A report from The Telegraph, citing City sources, said EnQuest had found the Malaysian government supportive and is open to locations “instead” of the North Sea.
However, in a statement to Energy Voice, EnQuest said it has no plans to change its investment strategy in the UK, which has totalled around £4bn over the last 12 years and “our plans are continuing unchanged”.
The Telegraph cites city sources, stating EnQuest has raised concerns directly with the UK Government, and quotes them as saying the levy in its current form creates “uncertainty about the investment climate for North Sea oil and gas for years to come”.

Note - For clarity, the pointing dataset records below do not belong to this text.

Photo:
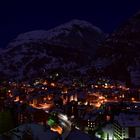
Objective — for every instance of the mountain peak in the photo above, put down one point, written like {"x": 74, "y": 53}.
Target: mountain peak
{"x": 62, "y": 30}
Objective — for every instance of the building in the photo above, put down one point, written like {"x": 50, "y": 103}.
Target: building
{"x": 126, "y": 126}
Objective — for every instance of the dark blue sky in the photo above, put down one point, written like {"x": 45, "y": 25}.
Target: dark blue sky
{"x": 21, "y": 15}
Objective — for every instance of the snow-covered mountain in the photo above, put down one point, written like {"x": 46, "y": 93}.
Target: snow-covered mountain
{"x": 40, "y": 53}
{"x": 121, "y": 53}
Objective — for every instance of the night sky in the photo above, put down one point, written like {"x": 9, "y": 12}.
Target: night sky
{"x": 22, "y": 16}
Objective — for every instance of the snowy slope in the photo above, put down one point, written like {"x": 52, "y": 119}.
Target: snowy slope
{"x": 121, "y": 50}
{"x": 40, "y": 53}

They added: “Longer term, the proposed tax reliefs for investment don’t extend to the renewable energy system we want to drive forward in the UK and invest in very substantially. When making plans for the next decade and beyond, we need certainty.”
Shares in EnQuest, Serica and Harbour Energy all dropped last week as analysts at Jefferies released research showing the impact of the £5bn levy on each firm.

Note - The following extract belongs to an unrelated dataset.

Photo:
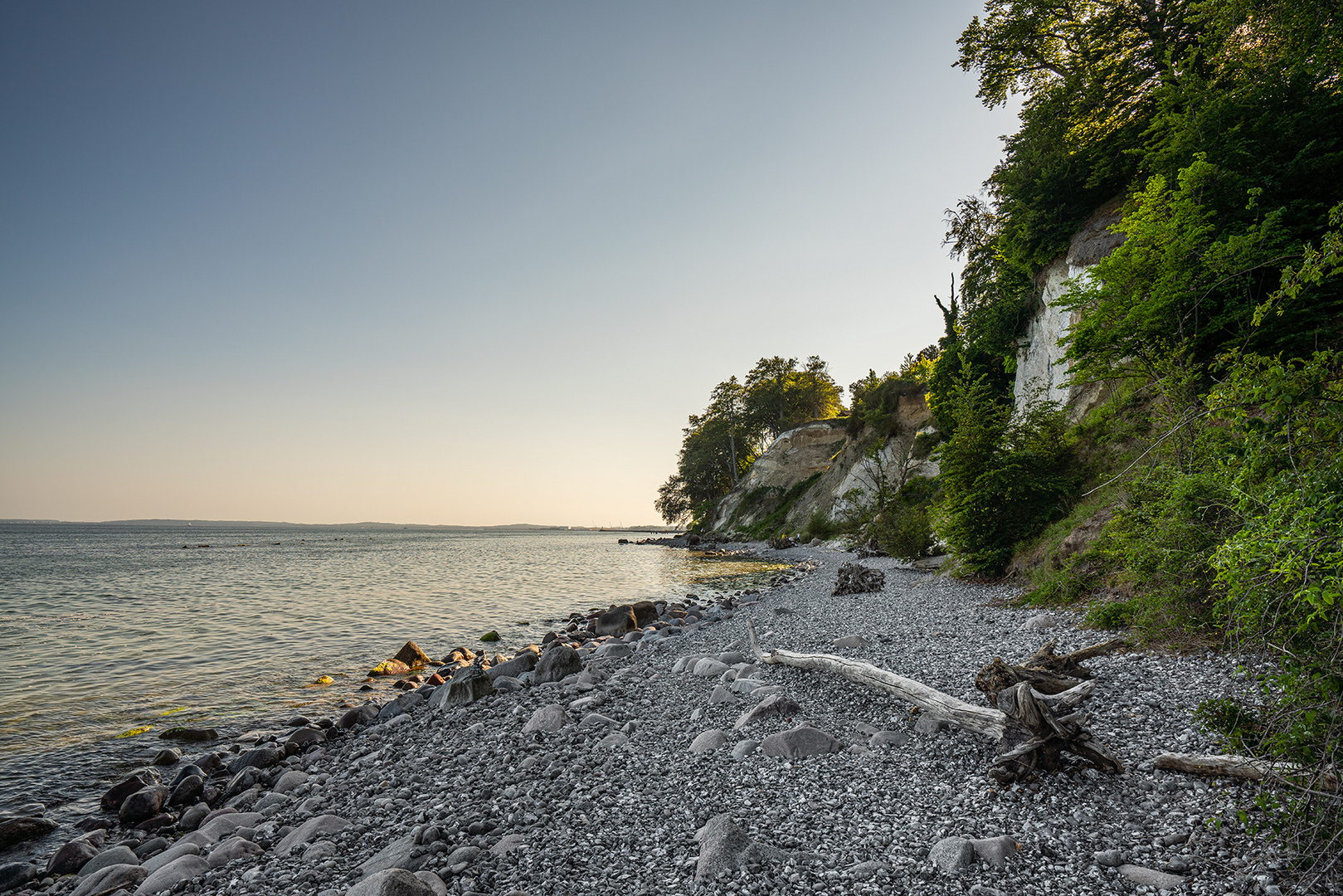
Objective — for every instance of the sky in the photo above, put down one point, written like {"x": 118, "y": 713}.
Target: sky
{"x": 450, "y": 262}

The company is to calculate the Chancellor’s new measures before making a decision.
Researchers have pointed at the hefty investment allowance, which combined with other measures, equates to over 90% relief on spending.
Firms like Shell and EnQuest have highlighted that this does not extend to renewables.
Net the allowance, the new levy could add $107m to the Harbour Energy tax bill this year and $268m next year, according to Jefferies.
EnQuest is expected to pay $14m this year and $73m in 2023, while Serica faces an extra bill of $64m this year and $99m next.
In a statement on Friday, energy giant Shell said: “In its current form the levy creates uncertainty about the investment climate for North Sea oil and gas for the coming years.
“And, longer term, the proposed tax reliefs for investment don’t extend to the renewable energy system we want to drive forward in the UK and invest in very substantially.”
Shell and BP have respectively announced up to £25bn and £18bn of investment in the UK energy system over the next decade, however the majority of this is in renewables and low-carbon energies.